Have things turned bad? That bad? So suddenly? Well, yes, no, maybe. No we aren't hedging, but just attempting to tell you that: a: Yes there are a few bubbles perilously close to bursting point. b: No, they aren't across the board. Read on.


The Bull's Subdued But Still Snorting

Rising rates globally, falling commodities prices and shockwaves in emerging markets brought the Indian indices down by over 20 per cent last fortnight. Hopefully, you were buying when most punters were going to pieces.

Gautam Singhania
Chairman & MD, Raymond
"A huge middle class and rising income levels augur well for our economy."
Uday Kotak
Exec. Vice-chairman & MD, Kotak Mahindra Bank
"Just as we like them (the FIIs) to put money in, we should be prepared that some of it can go out."

A man arrived in a village and announced he would buy monkeys for Rs 10. He bought thousands and as supply started to diminish he doubled the price.

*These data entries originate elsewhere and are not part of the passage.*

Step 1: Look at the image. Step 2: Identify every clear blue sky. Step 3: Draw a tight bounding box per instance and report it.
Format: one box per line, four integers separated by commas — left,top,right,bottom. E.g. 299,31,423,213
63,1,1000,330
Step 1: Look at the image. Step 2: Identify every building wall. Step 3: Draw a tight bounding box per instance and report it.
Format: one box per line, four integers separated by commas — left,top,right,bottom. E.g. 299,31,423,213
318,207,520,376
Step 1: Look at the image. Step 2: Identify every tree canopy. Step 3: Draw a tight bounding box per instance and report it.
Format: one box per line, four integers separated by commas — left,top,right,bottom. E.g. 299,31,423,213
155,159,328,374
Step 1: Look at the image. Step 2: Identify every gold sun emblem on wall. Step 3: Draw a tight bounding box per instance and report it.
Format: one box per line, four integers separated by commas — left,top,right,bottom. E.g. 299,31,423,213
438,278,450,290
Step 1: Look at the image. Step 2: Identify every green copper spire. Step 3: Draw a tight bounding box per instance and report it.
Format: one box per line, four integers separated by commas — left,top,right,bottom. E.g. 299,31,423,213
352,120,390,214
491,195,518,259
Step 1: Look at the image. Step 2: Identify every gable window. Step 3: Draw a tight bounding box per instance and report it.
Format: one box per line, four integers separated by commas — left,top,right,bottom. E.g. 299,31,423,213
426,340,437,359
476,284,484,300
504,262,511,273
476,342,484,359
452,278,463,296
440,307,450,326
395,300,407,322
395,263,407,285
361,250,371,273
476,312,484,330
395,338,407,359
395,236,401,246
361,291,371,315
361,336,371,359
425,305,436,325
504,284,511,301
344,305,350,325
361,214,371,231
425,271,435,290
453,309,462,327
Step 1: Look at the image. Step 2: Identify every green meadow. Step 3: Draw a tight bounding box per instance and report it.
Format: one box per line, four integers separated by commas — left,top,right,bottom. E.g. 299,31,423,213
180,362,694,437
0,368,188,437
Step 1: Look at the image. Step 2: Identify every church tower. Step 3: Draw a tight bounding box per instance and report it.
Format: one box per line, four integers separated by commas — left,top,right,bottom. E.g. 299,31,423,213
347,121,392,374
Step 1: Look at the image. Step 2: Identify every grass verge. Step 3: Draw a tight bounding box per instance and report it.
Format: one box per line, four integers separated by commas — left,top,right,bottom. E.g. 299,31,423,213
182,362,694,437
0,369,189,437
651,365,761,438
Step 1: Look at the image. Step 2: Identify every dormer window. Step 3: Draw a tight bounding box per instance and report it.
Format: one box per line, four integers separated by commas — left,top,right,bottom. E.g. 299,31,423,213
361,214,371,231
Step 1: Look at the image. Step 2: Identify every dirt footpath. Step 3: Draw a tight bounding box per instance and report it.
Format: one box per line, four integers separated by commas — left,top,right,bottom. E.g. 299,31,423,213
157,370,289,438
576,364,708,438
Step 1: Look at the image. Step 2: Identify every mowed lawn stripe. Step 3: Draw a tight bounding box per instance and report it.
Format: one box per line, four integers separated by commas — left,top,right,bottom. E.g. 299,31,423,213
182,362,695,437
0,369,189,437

The villagers started catching monkeys again. Soon it was an effort to even see a monkey let alone catch it. By which time the man announced he would buy monkeys at Rs 50! However, since he had to go to the city his assistant would now buy on his behalf. The assistant told the villagers: "Look at all these monkeys in the big cage that the man has collected. I will sell them to you for Rs 35 and when the man comes back you can sell it to him for 50." The villagers queued up with all their savings. After that the man and his assistant were never seen again. Only the monkeys-and not just the ones in the cage-were left.

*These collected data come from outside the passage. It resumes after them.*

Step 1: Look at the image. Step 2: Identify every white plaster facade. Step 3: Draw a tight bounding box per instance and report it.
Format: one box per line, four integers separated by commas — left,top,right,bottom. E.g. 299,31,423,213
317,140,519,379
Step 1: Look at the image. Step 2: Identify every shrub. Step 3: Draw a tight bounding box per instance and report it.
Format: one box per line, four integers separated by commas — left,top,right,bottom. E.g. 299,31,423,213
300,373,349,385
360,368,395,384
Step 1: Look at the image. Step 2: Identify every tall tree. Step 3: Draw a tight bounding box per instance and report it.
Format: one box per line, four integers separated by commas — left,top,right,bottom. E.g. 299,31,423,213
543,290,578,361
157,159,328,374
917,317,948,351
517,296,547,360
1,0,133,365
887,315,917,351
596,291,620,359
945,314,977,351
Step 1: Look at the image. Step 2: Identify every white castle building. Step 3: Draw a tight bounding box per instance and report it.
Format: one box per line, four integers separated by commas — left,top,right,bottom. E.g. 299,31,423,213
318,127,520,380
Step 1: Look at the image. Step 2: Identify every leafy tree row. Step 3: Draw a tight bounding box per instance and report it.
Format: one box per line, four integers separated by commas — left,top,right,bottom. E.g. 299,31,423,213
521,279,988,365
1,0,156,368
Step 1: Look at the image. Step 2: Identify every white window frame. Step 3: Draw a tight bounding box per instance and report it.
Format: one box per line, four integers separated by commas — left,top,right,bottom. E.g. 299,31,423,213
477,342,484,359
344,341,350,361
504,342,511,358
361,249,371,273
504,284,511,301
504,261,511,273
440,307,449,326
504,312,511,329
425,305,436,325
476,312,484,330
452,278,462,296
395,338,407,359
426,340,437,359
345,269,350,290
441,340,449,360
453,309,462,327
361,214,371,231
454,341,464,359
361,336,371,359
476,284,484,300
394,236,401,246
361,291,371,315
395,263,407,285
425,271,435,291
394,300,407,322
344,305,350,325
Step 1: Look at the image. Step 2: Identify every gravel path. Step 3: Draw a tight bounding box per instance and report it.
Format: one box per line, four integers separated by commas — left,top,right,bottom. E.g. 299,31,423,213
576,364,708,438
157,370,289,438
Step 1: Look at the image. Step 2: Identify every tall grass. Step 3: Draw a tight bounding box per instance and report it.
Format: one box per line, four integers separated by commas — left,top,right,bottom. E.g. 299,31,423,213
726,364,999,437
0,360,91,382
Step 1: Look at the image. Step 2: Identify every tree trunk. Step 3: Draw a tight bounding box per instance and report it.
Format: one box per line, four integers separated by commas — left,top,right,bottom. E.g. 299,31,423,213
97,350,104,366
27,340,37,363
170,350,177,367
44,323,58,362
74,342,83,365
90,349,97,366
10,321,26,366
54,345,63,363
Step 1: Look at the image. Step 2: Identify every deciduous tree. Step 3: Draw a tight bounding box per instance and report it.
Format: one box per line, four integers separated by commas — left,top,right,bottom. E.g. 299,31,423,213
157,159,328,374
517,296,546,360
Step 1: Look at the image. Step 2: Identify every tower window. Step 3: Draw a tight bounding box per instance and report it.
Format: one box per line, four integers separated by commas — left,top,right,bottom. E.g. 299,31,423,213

Last fortnight this was one of the more prevalent yarns doing the rounds of trading shops in and around Dalal Street. The "man" is none other than the foreign institutional investor (FII), and the villagers are of course humble retail investors. The "monkeys" are Indian stocks, but you can safely interpret that the biggest monkeys are the small investors. It's a harsh tale whose origins could probably be traced back to a bitter punter who lost his shirt when the benchmark BSE Sensex crashed 22 per cent in just 10 days. The FIIs took out roughly $1.5 billion (Rs 6,750 crore) in those 10 eventful days, after the US Fed hiked interest rates for the 16th consecutive quarter, by 0.25 per cent to 5 per cent. For traders deluded by the $4.1 billion (Rs 18,476 crore) FII inflows into Indian equities in the first four months of 2006, the correction came as a painful bolt from the not-so-distant blue.

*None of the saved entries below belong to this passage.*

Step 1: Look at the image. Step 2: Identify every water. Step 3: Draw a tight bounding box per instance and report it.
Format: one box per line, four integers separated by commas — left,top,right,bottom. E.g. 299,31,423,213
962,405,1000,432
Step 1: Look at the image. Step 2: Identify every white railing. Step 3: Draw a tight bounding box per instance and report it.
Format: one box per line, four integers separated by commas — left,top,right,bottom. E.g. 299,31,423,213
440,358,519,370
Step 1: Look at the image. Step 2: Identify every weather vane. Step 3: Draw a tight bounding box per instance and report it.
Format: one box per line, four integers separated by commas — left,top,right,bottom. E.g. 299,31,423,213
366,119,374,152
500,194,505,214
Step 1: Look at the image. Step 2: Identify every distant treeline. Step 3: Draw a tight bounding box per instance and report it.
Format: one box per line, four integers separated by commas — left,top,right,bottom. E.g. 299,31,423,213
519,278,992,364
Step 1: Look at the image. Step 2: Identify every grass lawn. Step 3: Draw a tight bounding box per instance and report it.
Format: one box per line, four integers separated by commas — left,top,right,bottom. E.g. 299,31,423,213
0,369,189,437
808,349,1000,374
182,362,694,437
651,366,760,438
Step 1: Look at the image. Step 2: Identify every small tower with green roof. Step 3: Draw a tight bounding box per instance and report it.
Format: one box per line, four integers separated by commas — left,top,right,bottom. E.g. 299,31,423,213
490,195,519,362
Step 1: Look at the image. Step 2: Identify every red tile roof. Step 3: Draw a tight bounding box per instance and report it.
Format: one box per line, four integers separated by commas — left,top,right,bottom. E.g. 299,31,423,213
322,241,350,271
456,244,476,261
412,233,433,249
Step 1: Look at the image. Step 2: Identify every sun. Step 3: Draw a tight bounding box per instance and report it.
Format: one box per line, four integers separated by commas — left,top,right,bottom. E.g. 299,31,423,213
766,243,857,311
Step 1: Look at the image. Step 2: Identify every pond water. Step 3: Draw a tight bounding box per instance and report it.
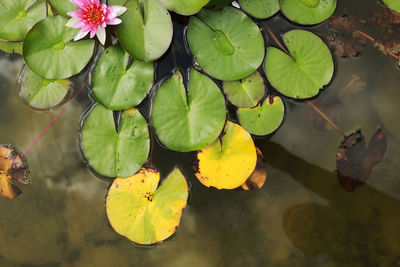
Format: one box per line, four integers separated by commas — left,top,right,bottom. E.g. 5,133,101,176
1,0,400,266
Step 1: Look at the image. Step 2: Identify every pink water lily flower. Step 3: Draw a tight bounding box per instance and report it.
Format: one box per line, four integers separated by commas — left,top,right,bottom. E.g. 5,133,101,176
66,0,127,45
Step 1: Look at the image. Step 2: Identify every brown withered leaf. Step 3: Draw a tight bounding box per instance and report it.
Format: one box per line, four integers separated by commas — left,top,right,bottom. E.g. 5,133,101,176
329,15,361,34
368,7,400,28
374,28,400,55
241,148,267,190
336,129,386,192
326,35,365,57
327,15,365,57
0,145,29,199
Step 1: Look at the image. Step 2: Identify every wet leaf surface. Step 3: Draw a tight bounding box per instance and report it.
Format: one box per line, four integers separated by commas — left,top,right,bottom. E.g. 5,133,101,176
241,147,267,190
327,15,365,57
106,167,188,245
0,145,29,199
336,129,387,192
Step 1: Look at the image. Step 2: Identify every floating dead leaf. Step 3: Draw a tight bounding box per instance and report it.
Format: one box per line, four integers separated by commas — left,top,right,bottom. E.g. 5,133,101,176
367,7,400,56
336,128,387,192
327,15,365,57
241,147,267,190
326,35,365,57
374,28,400,55
308,75,366,131
329,15,361,34
368,7,400,28
0,145,29,199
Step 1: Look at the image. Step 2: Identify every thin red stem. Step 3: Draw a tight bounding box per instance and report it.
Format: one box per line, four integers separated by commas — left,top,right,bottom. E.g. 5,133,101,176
263,23,290,55
20,83,86,158
357,30,399,60
306,101,344,135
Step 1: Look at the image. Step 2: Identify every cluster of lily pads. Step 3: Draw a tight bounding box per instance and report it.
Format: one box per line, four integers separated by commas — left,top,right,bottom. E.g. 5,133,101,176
0,0,340,244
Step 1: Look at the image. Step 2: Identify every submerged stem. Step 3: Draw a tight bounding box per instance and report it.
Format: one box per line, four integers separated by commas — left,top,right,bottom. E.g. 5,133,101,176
20,83,86,158
306,101,344,135
263,23,290,55
357,30,399,60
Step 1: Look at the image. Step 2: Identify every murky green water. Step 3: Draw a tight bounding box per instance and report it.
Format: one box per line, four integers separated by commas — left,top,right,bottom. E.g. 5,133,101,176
1,1,400,266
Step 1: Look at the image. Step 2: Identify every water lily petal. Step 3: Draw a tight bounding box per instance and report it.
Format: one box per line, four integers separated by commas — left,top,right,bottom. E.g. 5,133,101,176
67,10,84,19
96,26,106,45
73,20,87,29
72,0,91,10
90,26,98,38
66,17,80,28
106,18,122,25
74,29,90,41
107,6,127,17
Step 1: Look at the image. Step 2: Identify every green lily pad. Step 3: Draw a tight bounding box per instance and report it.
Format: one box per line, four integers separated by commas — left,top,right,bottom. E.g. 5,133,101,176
0,39,23,54
238,95,284,135
106,167,188,245
81,104,150,178
186,6,265,81
23,16,95,80
279,0,336,25
383,0,400,13
159,0,210,15
0,0,46,41
92,45,154,110
117,0,173,62
238,0,280,19
223,72,265,108
151,68,226,152
109,0,127,5
206,0,233,9
48,0,77,17
19,65,70,109
264,30,334,99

It shouldn't have. As Uday Kotak, Vice Chairman & Managing Director, Kotak Mahindra Group, says: "Just as we like them (the FIIs) to put money in, we should be prepared that some of it can go out." If you look at the correction as just a technical phenomenon-and not as one which resulted in a few traders falling off buildings-it was welcome and overdue. The meltdown in no way signals the end of the rally. "A huge middle class and rising income levels augur well for our economy," chips in Gautam Singhania, CMD, Raymond Ltd.

What the free fall did do was to reveal the dark side of excess. This is reflected in the Sensex forward p-e (price-earnings) ratio, which, at over 14 at its peak, made India the most expensive amongst emerging markets. As Stephen Roach, Chief Economist, Morgan Stanley, says: "India has a great fundamental story. But I am afraid the markets got ahead of themselves in discounting this story. The excesses should come out of many asset markets. Purging the excesses of the Indian equity market will be a part of that process." Translated that could well mean an ebb in multi-billion FII inflows. Those salted away domestic rupees could, in the long run, provide more stability than sizzling greenbacks that move out faster than they come in.